DQN (and maybe other algo) should take into account the "num_envs_per_worker" config when computing the round robin native_ratio used to determined the number of steps to use for training

A possible improvement:

DQN (and maybe other algo) should take into account the “num_envs_per_worker” config when computing the round robin native_ratio used to determined the number of steps to use for training

When computing the native ratio below (from DQNTrainer) (to know for how many steps to train compared to the steps added in the replay buffer), we should use:

native_ratio = (
    config["train_batch_size"] / (config["rollout_fragment_length"]*config["num_envs_per_worker"]))

instead of

native_ratio = (
    config["train_batch_size"] / config["rollout_fragment_length"])

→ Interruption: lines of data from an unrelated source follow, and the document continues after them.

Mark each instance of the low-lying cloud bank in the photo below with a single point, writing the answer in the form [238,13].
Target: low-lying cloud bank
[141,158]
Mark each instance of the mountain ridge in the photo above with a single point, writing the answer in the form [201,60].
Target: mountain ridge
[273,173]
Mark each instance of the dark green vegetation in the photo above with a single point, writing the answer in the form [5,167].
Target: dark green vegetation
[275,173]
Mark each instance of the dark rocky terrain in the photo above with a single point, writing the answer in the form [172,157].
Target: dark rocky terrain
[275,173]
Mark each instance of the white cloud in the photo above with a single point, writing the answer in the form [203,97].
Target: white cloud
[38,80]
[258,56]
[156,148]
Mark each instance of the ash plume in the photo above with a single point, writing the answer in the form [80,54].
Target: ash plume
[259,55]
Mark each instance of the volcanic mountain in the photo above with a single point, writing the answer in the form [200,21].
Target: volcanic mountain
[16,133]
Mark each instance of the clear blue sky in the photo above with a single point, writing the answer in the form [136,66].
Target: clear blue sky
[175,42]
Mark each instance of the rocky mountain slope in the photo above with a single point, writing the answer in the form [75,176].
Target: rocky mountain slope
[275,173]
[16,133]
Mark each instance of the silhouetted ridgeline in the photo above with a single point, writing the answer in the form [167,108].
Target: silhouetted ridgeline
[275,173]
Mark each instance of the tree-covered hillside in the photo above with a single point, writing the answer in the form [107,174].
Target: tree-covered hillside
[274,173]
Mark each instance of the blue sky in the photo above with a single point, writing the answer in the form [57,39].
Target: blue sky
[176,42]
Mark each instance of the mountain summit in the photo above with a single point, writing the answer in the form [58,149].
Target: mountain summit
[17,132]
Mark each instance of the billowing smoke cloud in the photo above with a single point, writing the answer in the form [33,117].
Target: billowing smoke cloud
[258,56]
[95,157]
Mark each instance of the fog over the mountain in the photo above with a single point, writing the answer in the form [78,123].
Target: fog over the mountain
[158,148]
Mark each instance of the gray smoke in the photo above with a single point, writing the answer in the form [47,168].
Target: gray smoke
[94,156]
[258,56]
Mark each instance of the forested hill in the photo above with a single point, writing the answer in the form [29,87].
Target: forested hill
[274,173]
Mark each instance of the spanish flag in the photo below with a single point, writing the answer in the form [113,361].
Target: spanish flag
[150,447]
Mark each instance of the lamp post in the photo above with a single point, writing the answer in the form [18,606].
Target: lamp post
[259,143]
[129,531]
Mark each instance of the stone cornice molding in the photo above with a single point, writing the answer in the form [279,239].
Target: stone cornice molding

This is because the effective “rollout_fragment_length” is (“rollout_fragment_length” * “num_envs_per_worker”) as described in the doc:

# Divide episodes into fragments of this many steps each during rollouts.
# Sample batches of this size are collected from rollout workers and
# combined into a larger batch of `train_batch_size` for learning.
#
# For example, given rollout_fragment_length=100 and train_batch_size=1000:
#   1. RLlib collects 10 fragments of 100 steps each from rollout workers.
#   2. These fragments are concatenated and we perform an epoch of SGD.
#
# When using multiple envs per worker, the fragment size is multiplied by
# `num_envs_per_worker`. This is since we are collecting steps from
# multiple envs in parallel. For example, if num_envs_per_worker=5, then
# rollout workers will return experiences in chunks of 5*100 = 500 steps.
#
# The dataflow here can vary per algorithm. For example, PPO further
# divides the train batch into minibatches for multi-epoch SGD.
"rollout_fragment_length": 200,

This change is related to rllib.agents.dqn.dqn.py:

def calculate_rr_weights(config: TrainerConfigDict) -> List[float]:
    """Calculate the round robin weights for the rollout and train steps"""
    if not config["training_intensity"]:
        return [1, 1]
    # e.g., 32 / 4 -> native ratio of 8.0
    native_ratio = (
        config["train_batch_size"] / config["rollout_fragment_length"])
    # Training intensity is specified in terms of
    # (steps_replayed / steps_sampled), so adjust for the native ratio.
    weights = [1, config["training_intensity"] / native_ratio]
    return weights
1 Like

In fact we may even need to use

native_ratio = (
    config["train_batch_size"] / (config["rollout_fragment_length"]*config["num_envs_per_worker"]*config["num_workers"]))
1 Like

Thanks @Maxime_Riche ! This looks totally reasonable. I’ll create a PR.